Written by
Steve Roberts
Article
•
3 min
OpenAI's Generative Pre-trained Transformer 4 (GPT-4) is an artificial intelligence model that has achieved new benchmarks in natural language processing capabilities compared to previous models like GPT-3. In this blog, we’ll explore GPT-4 and how it aims to improve upon previous GPT models.
What Is GPT-4?
GPT-4 is the next-generation language model created by OpenAI's Alignment Research Center. It’s the largest AI model created so far by OpenAI, building upon the capabilities of the company's previous models like GPT-3. GPT-4 offers:
Significantly larger model size compared to previous GPT versions—up to 100 trillion parameters
Ability to ingest and generate multiple data modalities beyond just text, including capabilities like image and video
Improved reasoning, logic, and common sense capabilities compared to prior models
State-of-the-art performance on academic benchmarks for natural language and multimodal tasks. GPT-4 achieves human-level performance on the Uniform Bar Examination, LSAT, and SAT.
Training on even larger datasets of text, images, videos, and other data for broader world knowledge
Essentially, GPT-4 aims to achieve new breakthroughs in deep learning model performance on a variety of AI capabilities. While GPT-3 impressed with its natural language prowess, GPT-4 expands into additional modalities like image inputs while also continuing to enhance text understanding.
How GPT-4 Builds Upon Previous GPT Models
To understand GPT-4, it helps to first look at the previous GPT models developed by OpenAI and how each iteration has expanded capabilities.
GPT-1—The Beginning
This first Generative Pre-trained Transformer model was released in 2018 and had 110 million parameters. It achieved state-of-the-art performance on language modeling benchmarks at the time.
GPT-2—The Sequel
This 2019 upgrade dramatically increased model size to 1.5 billion parameters. It performed even better at language tasks like text generation and machine translation.
GPT-3—The Leap
Considered a huge leap forward in 2020, GPT-3 grew to 175 billion parameters. It reached new benchmarks in few-shot learning for natural language and could perform a wide range of language tasks at human-level performance or better with little training data. This was also the first model most consumers became familiar with during the so-called, “AI boom.” While the max request value is 2,049 tokens and on the GPT-3.5, this limit is 4,096 tokens or about three pages of single-lined English text.
GPT-4—The Innovation
Now GPT-4 aims to continue pushing these capabilities even further. Training it on huge datasets ranging from text corpora to image collections, the model absorbs vast general knowledge about language and visual concepts. Leveraging this broad knowledge, GPT-4 achieves stronger reasoning, logic, and common sense. GPT-4-8K offers 8,192 tokens and the variant GPT-4-32K can provide up to 32,768 tokens, which is about 50 pages of text.

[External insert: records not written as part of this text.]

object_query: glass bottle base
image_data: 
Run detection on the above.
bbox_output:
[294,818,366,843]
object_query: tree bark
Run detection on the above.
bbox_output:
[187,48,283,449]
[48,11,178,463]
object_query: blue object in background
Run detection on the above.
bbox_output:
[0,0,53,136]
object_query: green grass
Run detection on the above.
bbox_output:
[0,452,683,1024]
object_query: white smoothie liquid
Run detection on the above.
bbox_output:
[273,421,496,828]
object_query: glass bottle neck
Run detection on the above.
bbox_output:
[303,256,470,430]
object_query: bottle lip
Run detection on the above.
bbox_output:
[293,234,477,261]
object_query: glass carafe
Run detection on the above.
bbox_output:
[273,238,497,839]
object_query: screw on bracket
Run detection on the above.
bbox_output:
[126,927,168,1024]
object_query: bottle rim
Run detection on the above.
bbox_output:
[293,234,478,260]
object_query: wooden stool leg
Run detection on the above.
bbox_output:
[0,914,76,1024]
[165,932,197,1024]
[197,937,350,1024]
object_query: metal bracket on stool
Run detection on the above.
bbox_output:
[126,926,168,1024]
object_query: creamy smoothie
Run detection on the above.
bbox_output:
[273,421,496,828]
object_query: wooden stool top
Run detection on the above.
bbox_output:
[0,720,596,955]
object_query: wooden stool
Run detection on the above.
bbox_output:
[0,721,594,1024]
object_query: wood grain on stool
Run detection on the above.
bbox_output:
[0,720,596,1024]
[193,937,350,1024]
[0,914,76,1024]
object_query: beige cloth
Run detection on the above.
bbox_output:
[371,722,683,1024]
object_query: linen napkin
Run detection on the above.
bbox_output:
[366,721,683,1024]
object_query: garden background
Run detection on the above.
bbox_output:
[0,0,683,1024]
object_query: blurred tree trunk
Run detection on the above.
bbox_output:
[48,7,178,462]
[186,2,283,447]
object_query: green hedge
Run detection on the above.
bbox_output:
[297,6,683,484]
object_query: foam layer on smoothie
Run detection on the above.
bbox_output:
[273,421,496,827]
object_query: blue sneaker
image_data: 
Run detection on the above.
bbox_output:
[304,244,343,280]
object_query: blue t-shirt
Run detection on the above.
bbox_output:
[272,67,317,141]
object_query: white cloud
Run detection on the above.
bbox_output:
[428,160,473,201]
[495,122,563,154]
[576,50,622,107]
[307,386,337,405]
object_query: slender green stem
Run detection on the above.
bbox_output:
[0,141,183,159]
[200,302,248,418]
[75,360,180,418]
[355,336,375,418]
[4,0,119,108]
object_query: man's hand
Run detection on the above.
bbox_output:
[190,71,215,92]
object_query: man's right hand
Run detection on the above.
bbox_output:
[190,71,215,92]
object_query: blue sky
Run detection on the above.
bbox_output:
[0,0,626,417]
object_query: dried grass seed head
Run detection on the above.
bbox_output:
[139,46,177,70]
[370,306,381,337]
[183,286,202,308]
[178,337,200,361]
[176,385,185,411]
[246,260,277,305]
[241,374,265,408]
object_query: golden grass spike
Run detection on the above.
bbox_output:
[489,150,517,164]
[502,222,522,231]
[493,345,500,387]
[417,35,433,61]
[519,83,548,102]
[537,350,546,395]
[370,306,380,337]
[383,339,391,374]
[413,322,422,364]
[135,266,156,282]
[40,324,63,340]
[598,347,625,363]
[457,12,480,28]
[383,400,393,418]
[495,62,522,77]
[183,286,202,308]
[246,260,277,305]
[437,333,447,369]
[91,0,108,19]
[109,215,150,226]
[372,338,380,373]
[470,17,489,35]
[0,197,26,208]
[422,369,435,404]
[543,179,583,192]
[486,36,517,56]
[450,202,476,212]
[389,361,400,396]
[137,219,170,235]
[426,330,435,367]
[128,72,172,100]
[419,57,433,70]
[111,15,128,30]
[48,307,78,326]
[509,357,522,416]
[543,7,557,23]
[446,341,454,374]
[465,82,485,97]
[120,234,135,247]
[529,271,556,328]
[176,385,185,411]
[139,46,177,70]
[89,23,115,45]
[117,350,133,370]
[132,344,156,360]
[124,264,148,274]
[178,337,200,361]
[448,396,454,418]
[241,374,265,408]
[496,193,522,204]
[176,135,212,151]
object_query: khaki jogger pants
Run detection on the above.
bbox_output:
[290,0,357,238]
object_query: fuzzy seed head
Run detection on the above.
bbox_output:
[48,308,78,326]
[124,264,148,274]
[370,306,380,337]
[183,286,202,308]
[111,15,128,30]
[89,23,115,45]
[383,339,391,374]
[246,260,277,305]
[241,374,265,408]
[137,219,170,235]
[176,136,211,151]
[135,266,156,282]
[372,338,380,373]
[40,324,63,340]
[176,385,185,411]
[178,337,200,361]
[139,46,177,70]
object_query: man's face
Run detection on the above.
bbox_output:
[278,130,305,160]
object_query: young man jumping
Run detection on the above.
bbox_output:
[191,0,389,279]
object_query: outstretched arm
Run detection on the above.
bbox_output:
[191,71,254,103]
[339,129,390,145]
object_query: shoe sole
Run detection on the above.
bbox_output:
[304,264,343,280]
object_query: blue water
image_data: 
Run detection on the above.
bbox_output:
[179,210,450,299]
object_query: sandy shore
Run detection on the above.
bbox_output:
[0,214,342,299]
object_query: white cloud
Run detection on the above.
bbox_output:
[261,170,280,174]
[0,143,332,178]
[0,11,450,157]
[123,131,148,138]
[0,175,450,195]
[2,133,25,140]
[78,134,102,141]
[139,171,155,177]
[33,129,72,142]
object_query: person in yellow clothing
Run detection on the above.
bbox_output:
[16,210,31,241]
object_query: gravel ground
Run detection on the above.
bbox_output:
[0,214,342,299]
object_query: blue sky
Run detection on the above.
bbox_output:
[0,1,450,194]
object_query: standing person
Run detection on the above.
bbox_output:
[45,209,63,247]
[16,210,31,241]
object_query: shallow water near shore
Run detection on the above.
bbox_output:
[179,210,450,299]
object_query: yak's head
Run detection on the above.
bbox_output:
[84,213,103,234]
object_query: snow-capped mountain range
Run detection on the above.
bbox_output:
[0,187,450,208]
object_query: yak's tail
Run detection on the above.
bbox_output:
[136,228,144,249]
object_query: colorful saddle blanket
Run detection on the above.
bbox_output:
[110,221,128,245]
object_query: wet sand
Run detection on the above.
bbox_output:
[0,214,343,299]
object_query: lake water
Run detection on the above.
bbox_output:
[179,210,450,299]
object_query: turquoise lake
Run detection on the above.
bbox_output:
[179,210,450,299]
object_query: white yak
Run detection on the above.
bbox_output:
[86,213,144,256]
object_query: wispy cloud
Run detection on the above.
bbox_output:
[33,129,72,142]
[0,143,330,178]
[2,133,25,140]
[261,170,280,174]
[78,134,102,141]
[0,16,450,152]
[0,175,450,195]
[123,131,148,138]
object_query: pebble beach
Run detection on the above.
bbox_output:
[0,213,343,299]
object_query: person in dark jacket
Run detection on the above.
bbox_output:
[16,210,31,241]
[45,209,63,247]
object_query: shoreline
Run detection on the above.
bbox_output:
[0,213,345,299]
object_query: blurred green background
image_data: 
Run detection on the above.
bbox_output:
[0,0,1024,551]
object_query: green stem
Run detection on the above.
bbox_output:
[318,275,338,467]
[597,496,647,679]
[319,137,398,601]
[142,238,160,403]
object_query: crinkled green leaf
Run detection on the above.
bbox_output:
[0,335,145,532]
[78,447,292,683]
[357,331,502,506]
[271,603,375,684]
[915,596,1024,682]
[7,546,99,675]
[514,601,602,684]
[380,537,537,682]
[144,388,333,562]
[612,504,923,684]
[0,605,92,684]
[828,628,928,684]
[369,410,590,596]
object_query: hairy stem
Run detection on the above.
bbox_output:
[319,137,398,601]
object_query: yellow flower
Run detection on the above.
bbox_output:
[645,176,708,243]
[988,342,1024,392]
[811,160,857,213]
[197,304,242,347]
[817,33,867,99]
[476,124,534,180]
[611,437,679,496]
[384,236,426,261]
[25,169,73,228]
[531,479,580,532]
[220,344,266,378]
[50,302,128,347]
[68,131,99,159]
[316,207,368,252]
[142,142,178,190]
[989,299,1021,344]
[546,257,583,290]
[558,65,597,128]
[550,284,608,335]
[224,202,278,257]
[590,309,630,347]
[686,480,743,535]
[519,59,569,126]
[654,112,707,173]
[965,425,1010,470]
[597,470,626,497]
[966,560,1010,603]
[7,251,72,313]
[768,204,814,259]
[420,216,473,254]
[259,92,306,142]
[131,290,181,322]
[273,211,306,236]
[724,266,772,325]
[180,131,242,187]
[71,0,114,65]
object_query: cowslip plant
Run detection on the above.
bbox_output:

GPT-4 has also improved upon GPT-3's correctness. GPT-4 scores 40% higher on factual performance than GPT-3 and produces fewer "hallucinations" or errors.
The Path Forward After GPT-4
GPT-4 aims to be OpenAI's most capable AI model to date, but it is unlikely to be the final milestone. The arc of progress in deep learning and massive models has been swift, with companies like Google and Meta also pursuing huge models. It’s likely that GPT 5, 6, or beyond will follow in the coming years as computing power grows.
There is still significant research required to overcome challenges like bias in training data, risks, and improving alignment with human values. Initiatives like OpenAI's alignment research division are doing important work here. And just like the models that came before, GPT-4 lacks knowledge of events that occurred after September 2021. It can still generate inaccurate advice, bad code, or harmful information, and because of those risks, it should be used with careful judgment.
As models continue to grow in size and capability, integrating more data and modalities, they will unlock new frontiers in replicating and advancing natural and artificial intelligence. GPT-4 represents the next step forward, but not the finish line.